The human brain evolved to treat information it can easily process as truer than information it struggles to understand.

The power of repetition as a proxy for truth has been recognized for decades; philosopher Ludwig Wittgenstein ridiculed it, calling it equivalent to buying “several copies of the morning paper to ensure that the content is true.” But only now are psychologists figuring out the reasons.

One is recognition or familiarity. The human brain evolved to treat information it can easily process as truer than information it struggles to understand; the latter has become a red flag for, “this might not be so.” In fact, when people read “The thigh bone is the longest bone in the human body” in Apple Chancery font, they judge it as less true than “The thigh bone is the longest bone in the human body” in good ol’ Times Roman. This “fluency effect” partly explains why statements we have heard before are judged as truer: Because the brain has a memory of them, Unkelbach said, they are more easily processed.

In simpler times, that mechanism served the brain well. “Repetition and its psychological consequences—familiarity, recognition, fluency—are valid cues to truth,” Unkelbach said. And it seems to be so fundamental an aspect of brain function that people differ very little in their vulnerability to the repetition effect, at least when a statement has no ideological component or tribal association; not even higher intelligence weakens the repetition effect. Unfortunately, those with an ideological agenda exploit this effect, Unkelbach said, with “strategically repeated” claims, especially on social media.

How Emotions Influence What We Believe to Be True

Beyond repeated exposure, our emotional state also influences our credulity.

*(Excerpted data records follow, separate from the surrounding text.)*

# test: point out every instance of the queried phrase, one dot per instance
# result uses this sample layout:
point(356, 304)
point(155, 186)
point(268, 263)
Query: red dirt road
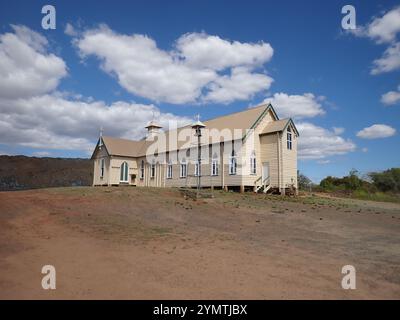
point(128, 243)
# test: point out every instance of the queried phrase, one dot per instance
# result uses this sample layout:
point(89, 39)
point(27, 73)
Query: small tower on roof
point(153, 128)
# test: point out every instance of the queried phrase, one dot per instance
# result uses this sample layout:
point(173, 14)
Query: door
point(265, 173)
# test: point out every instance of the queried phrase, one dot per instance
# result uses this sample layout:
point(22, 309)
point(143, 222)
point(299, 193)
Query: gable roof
point(279, 125)
point(246, 119)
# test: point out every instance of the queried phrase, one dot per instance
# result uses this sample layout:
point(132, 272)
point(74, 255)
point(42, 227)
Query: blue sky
point(313, 64)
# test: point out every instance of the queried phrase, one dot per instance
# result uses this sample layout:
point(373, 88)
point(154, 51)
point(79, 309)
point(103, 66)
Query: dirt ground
point(139, 243)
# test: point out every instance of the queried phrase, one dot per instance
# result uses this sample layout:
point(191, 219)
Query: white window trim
point(141, 170)
point(196, 169)
point(123, 172)
point(102, 167)
point(233, 168)
point(253, 163)
point(152, 172)
point(183, 164)
point(214, 167)
point(289, 139)
point(169, 170)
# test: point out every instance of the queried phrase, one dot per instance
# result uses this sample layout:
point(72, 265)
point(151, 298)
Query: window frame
point(169, 170)
point(124, 172)
point(196, 168)
point(183, 164)
point(253, 163)
point(141, 170)
point(233, 163)
point(102, 167)
point(214, 165)
point(289, 139)
point(153, 169)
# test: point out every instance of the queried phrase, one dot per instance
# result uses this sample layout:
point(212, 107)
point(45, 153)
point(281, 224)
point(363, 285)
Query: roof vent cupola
point(153, 128)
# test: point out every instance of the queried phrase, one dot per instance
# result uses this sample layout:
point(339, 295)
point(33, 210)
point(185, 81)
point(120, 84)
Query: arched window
point(153, 169)
point(102, 166)
point(196, 168)
point(289, 138)
point(142, 169)
point(169, 170)
point(183, 171)
point(253, 163)
point(124, 172)
point(214, 165)
point(232, 163)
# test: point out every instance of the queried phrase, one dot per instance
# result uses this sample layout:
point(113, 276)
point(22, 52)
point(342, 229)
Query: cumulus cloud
point(70, 30)
point(200, 50)
point(296, 106)
point(194, 71)
point(32, 114)
point(53, 122)
point(391, 97)
point(389, 61)
point(384, 30)
point(317, 143)
point(26, 69)
point(241, 84)
point(376, 131)
point(381, 29)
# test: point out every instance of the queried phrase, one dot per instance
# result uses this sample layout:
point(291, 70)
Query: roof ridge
point(245, 110)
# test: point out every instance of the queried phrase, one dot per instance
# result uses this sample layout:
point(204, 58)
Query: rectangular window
point(102, 165)
point(196, 169)
point(232, 165)
point(142, 170)
point(152, 170)
point(183, 170)
point(253, 165)
point(289, 140)
point(214, 167)
point(169, 171)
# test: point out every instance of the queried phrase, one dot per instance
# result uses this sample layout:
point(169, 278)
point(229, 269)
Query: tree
point(388, 180)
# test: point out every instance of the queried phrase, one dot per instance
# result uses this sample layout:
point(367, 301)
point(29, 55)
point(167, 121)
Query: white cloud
point(33, 116)
point(338, 130)
point(200, 50)
point(389, 61)
point(194, 71)
point(296, 106)
point(241, 84)
point(26, 69)
point(376, 131)
point(318, 143)
point(53, 122)
point(382, 29)
point(70, 30)
point(391, 97)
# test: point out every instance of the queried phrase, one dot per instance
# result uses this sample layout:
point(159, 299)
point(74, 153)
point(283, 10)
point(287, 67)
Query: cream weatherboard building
point(248, 150)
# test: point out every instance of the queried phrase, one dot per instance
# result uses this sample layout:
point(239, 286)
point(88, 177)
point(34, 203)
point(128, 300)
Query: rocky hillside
point(21, 172)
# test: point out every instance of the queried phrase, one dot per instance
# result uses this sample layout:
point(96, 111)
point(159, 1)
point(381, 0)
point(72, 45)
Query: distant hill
point(21, 172)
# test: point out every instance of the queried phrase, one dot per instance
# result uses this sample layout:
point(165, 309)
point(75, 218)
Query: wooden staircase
point(262, 186)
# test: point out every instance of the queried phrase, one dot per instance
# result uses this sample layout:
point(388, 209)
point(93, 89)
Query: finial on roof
point(198, 123)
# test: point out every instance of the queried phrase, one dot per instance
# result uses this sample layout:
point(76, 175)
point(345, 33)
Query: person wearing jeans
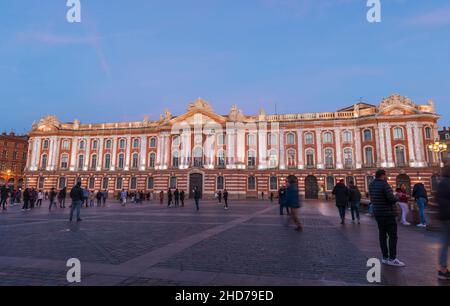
point(384, 201)
point(421, 196)
point(443, 199)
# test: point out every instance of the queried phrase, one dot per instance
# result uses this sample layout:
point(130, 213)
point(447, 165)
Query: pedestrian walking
point(282, 200)
point(182, 195)
point(340, 192)
point(77, 196)
point(225, 199)
point(293, 202)
point(421, 196)
point(52, 198)
point(402, 195)
point(3, 197)
point(443, 199)
point(197, 197)
point(355, 201)
point(384, 201)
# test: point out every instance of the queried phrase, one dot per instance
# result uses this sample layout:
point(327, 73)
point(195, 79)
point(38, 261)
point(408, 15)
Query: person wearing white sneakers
point(384, 201)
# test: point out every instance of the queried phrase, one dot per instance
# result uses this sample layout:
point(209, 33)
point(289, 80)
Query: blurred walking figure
point(384, 201)
point(421, 196)
point(355, 201)
point(443, 199)
point(52, 197)
point(77, 196)
point(341, 193)
point(293, 202)
point(402, 195)
point(225, 198)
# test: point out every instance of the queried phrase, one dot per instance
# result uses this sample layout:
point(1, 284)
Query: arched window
point(119, 183)
point(273, 159)
point(122, 143)
point(327, 137)
point(175, 159)
point(150, 183)
point(94, 161)
point(368, 155)
point(291, 158)
point(273, 183)
point(367, 135)
point(272, 139)
point(290, 139)
point(400, 156)
point(45, 144)
point(133, 183)
point(220, 183)
point(330, 183)
point(64, 161)
point(309, 138)
point(221, 158)
point(152, 160)
point(91, 183)
point(198, 157)
point(428, 133)
point(398, 133)
point(44, 161)
point(80, 161)
point(329, 158)
point(310, 161)
point(251, 158)
point(251, 139)
point(348, 157)
point(41, 183)
point(135, 161)
point(121, 161)
point(153, 142)
point(347, 137)
point(173, 182)
point(107, 161)
point(108, 144)
point(105, 183)
point(251, 183)
point(61, 182)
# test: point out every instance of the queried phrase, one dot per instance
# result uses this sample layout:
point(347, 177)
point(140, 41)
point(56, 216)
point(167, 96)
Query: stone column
point(301, 163)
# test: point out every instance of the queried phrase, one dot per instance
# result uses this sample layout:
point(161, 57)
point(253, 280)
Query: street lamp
point(439, 148)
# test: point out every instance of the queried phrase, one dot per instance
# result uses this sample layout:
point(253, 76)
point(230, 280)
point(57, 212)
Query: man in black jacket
point(76, 194)
point(443, 199)
point(340, 191)
point(384, 201)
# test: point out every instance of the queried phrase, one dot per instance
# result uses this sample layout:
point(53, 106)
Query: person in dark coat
point(293, 202)
point(197, 197)
point(384, 208)
point(282, 200)
point(77, 196)
point(225, 198)
point(354, 197)
point(421, 196)
point(443, 199)
point(341, 193)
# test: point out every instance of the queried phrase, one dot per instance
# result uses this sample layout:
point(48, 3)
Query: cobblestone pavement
point(249, 244)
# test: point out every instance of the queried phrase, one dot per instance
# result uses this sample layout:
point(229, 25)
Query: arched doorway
point(195, 180)
point(311, 188)
point(404, 179)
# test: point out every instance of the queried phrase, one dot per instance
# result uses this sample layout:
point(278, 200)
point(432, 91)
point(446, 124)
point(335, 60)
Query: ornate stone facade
point(246, 154)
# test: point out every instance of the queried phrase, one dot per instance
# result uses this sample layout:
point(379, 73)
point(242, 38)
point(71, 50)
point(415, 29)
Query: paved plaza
point(249, 244)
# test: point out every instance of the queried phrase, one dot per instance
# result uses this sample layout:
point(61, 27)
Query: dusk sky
point(128, 59)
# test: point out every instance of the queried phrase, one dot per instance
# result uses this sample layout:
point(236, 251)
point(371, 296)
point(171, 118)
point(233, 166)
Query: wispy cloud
point(438, 17)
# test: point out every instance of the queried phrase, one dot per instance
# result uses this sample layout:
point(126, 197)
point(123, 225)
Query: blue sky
point(128, 59)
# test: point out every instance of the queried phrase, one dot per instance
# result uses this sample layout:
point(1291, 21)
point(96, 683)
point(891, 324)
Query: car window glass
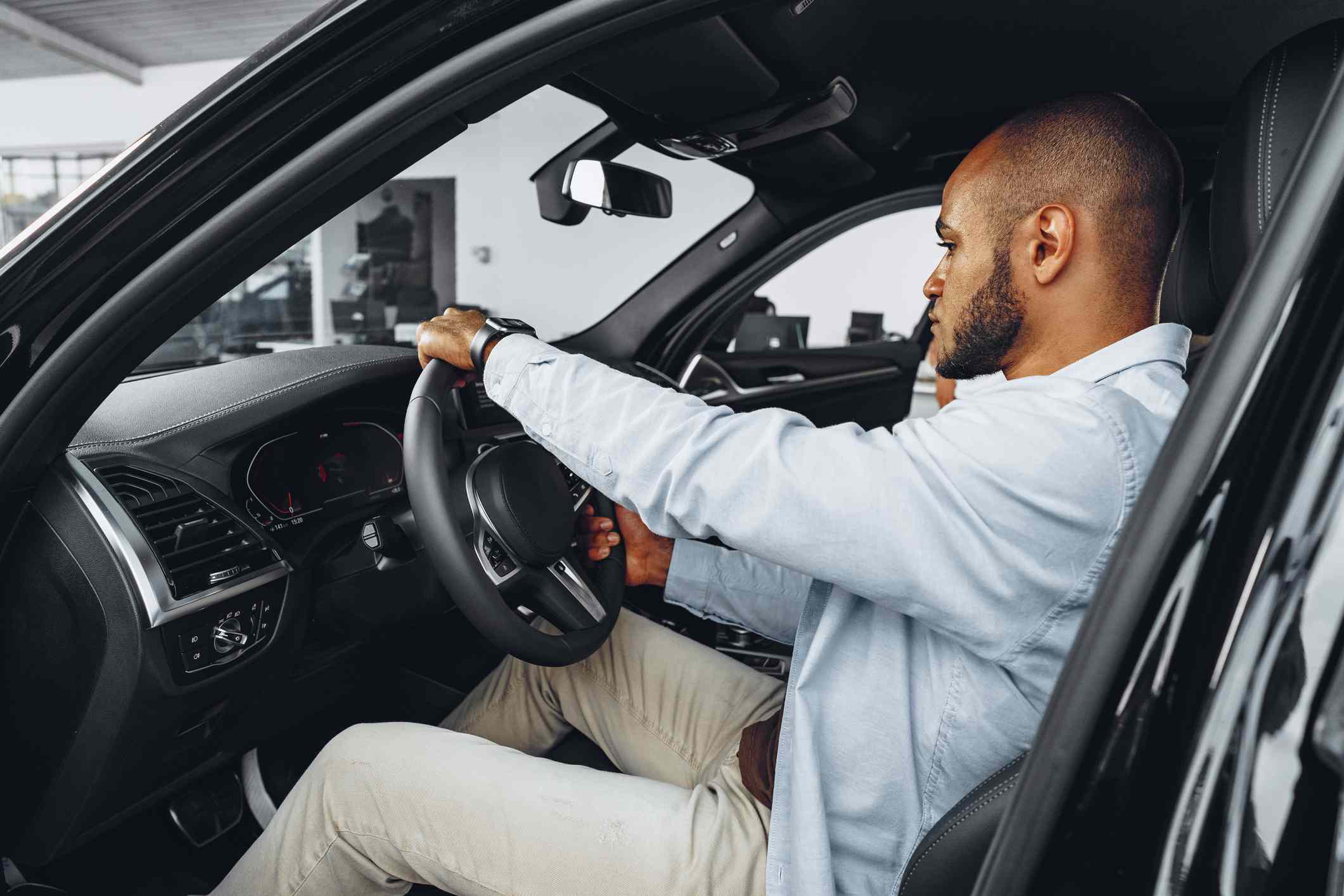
point(864, 285)
point(461, 227)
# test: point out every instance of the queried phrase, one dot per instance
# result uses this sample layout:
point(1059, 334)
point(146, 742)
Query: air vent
point(483, 400)
point(199, 544)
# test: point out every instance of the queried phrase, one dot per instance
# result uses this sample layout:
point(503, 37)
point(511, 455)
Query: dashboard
point(338, 464)
point(201, 577)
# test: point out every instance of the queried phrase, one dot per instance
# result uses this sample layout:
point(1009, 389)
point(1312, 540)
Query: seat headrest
point(1269, 122)
point(1187, 293)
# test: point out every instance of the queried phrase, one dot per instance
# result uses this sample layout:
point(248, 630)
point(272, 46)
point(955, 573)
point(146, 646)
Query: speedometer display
point(303, 472)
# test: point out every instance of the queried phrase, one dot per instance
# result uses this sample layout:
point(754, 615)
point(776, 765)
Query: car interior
point(225, 568)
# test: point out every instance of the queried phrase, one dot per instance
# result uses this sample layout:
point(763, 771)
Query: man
point(930, 577)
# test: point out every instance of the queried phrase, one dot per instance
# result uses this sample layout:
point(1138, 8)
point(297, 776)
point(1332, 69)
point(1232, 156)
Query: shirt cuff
point(507, 362)
point(693, 568)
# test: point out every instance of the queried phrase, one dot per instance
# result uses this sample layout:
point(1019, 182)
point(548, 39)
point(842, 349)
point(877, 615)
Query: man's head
point(1057, 230)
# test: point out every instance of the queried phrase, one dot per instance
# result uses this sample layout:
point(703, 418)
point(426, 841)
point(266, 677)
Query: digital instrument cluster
point(302, 473)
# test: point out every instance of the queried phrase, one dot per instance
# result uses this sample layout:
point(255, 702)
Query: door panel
point(869, 385)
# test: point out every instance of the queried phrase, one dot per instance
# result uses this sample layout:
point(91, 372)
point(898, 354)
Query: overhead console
point(725, 106)
point(768, 125)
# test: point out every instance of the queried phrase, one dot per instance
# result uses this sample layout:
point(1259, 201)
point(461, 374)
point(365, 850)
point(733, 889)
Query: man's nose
point(933, 286)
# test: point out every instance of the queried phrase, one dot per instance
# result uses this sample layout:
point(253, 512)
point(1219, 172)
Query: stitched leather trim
point(1260, 156)
point(1269, 148)
point(242, 404)
point(991, 797)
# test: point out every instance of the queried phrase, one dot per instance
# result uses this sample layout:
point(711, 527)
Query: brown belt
point(757, 754)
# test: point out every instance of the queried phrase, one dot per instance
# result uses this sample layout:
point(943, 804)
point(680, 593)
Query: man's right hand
point(647, 555)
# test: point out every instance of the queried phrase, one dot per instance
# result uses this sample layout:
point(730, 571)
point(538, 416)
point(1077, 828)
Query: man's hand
point(449, 338)
point(647, 555)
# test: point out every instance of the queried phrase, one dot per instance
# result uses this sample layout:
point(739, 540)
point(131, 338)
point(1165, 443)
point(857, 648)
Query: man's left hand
point(449, 338)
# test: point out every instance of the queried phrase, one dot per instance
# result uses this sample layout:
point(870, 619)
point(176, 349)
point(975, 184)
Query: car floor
point(148, 856)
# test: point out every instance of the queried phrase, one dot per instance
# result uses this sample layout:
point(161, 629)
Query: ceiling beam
point(66, 45)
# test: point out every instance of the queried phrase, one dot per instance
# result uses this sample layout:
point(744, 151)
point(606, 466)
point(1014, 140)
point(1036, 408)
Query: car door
point(832, 335)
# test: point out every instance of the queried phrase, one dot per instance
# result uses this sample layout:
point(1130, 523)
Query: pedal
point(208, 809)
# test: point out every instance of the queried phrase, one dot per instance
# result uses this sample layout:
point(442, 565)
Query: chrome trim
point(734, 393)
point(138, 559)
point(134, 554)
point(659, 374)
point(579, 587)
point(482, 525)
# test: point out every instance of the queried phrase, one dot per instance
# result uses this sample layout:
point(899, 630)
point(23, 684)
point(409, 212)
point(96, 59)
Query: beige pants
point(471, 809)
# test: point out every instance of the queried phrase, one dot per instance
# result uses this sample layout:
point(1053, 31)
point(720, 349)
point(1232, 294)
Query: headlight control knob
point(230, 636)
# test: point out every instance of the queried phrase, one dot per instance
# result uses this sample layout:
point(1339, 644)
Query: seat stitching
point(243, 404)
point(1269, 153)
point(985, 782)
point(988, 800)
point(1260, 155)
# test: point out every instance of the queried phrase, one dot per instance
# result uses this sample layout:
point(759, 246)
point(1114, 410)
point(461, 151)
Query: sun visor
point(691, 74)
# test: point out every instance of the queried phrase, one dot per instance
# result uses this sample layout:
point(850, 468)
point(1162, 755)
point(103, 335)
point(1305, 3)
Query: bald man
point(930, 577)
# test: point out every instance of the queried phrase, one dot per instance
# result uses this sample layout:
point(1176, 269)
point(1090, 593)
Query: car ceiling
point(931, 79)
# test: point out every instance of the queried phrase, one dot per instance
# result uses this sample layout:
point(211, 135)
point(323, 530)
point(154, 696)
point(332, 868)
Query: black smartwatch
point(495, 328)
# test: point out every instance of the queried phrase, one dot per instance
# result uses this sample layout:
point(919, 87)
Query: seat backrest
point(948, 859)
point(1269, 122)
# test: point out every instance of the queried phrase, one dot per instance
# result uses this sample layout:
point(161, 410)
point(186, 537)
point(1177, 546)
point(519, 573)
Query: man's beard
point(988, 328)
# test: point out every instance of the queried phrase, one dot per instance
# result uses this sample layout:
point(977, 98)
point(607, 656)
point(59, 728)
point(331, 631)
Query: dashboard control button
point(230, 636)
point(196, 658)
point(370, 536)
point(193, 640)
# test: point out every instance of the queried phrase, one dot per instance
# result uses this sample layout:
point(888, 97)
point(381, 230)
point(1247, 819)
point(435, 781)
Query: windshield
point(461, 227)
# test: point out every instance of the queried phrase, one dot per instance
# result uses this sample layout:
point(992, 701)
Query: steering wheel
point(501, 531)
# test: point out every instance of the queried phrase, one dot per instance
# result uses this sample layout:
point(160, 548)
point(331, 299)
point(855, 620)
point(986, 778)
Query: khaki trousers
point(471, 808)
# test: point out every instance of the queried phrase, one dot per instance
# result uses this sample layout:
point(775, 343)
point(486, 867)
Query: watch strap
point(495, 328)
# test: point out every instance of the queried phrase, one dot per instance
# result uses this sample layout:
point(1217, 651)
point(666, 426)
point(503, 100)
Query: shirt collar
point(1156, 343)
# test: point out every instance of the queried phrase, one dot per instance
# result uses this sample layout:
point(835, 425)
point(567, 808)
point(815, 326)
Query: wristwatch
point(495, 328)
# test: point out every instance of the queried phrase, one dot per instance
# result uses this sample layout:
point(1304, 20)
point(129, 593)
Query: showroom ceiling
point(69, 37)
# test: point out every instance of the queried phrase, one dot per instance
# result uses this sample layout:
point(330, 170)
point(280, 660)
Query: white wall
point(97, 108)
point(560, 278)
point(878, 266)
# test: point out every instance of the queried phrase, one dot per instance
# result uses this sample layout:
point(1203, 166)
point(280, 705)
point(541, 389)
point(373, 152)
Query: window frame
point(690, 336)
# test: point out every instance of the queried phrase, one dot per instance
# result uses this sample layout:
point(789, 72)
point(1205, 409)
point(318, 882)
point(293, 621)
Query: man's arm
point(982, 522)
point(737, 589)
point(712, 582)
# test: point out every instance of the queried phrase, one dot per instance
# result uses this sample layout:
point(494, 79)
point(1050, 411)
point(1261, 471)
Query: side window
point(864, 285)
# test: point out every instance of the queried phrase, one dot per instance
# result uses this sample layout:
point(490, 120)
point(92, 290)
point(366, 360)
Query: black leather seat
point(948, 860)
point(1268, 124)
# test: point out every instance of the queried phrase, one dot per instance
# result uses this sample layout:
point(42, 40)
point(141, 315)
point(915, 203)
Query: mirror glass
point(618, 189)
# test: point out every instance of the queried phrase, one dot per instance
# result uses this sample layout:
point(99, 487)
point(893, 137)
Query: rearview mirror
point(617, 189)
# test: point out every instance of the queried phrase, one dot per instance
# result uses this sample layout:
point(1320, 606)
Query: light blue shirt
point(930, 577)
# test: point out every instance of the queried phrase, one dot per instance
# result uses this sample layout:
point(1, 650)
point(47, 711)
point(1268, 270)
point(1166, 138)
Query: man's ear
point(1051, 242)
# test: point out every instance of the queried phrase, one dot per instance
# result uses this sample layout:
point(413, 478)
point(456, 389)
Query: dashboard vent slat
point(199, 544)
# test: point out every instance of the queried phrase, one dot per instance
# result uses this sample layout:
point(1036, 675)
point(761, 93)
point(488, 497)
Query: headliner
point(933, 79)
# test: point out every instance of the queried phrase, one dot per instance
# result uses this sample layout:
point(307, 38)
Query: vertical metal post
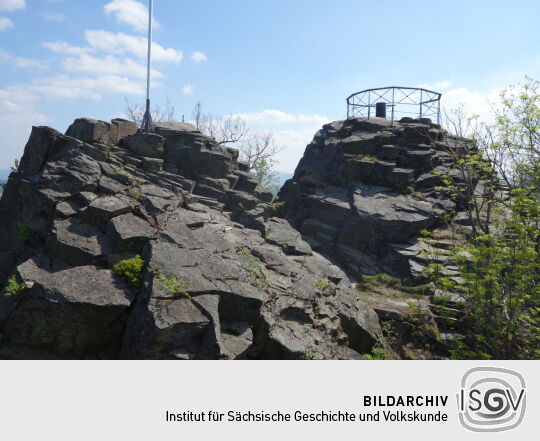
point(393, 104)
point(147, 124)
point(421, 104)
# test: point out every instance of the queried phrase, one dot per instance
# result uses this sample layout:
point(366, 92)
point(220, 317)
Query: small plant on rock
point(131, 270)
point(324, 285)
point(378, 353)
point(254, 267)
point(13, 286)
point(308, 354)
point(172, 285)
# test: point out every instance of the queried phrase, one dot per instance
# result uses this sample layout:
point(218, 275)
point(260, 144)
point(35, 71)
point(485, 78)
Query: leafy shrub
point(13, 286)
point(172, 285)
point(131, 270)
point(378, 353)
point(323, 284)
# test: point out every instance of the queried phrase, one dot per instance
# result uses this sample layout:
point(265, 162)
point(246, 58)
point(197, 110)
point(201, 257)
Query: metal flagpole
point(147, 124)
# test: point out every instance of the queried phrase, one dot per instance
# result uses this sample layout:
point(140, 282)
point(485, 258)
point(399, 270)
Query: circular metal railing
point(395, 103)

If believing an assertion meets an emotional need (in the Facebook love scam, to feel wanted and useful; in tech scams, to feel safe; with deep fakes, to have our opinions confirmed), we are more likely to do so.

In fact, argues psychologist Joseph Forgas of Australia’s University of New South Wales, credulity is humans’ default cognitive setting. This is our “baseline strategy,” as he calls it, because learning from others has been adaptive throughout human history: We cannot learn everything we need through firsthand experience, so learning from others has been what Forgas calls “a major source of our evolutionary success.”

Overriding that default position, as well as the various needs we have to believe, starts with what the emotional brain tells the cognitive brain. The latter interprets positive mood as signaling safety but takes negative mood as a sign that something is amiss. Anger energizes us, for instance. Sadness “often functions as a mild alarm signal,” Forgas says. Fear puts the mind on high alert. All three negative emotions trigger more focused attention, which “produces more cautious [and] attentive” information processing, he says. As a result, the brain pays closer attention to the quality of arguments, a foundation of critical thinking and, if warranted, skepticism. 

In his experiments, participants read nonsense statements like “syntagm is the antonym of paradigm” and “good health imparts reality to subtle creativity.” Those made to feel a little sad, by watching a heartbreaking video or recalling a past personal tragedy, judged the statements as less true than did cheerful people. In practical terms, he doesn’t advocate manipulating your emotional state this way before, say, watching political advertisements, in hopes of being less gullible. But other steps can. Monitoring your mood and recognizing that full-on positive affect seems to make us more gullible, asking if believing a claim meets an emotional need (to, say, feel like a kind, generous person), recognizing whether accepting an assertion confirms a cognitive bias: Any and all can reduce gullibility. The mind may be evolutionarily wired for gullibility, but recognizing that is the crucial first step to rising above our cave-dweller brains.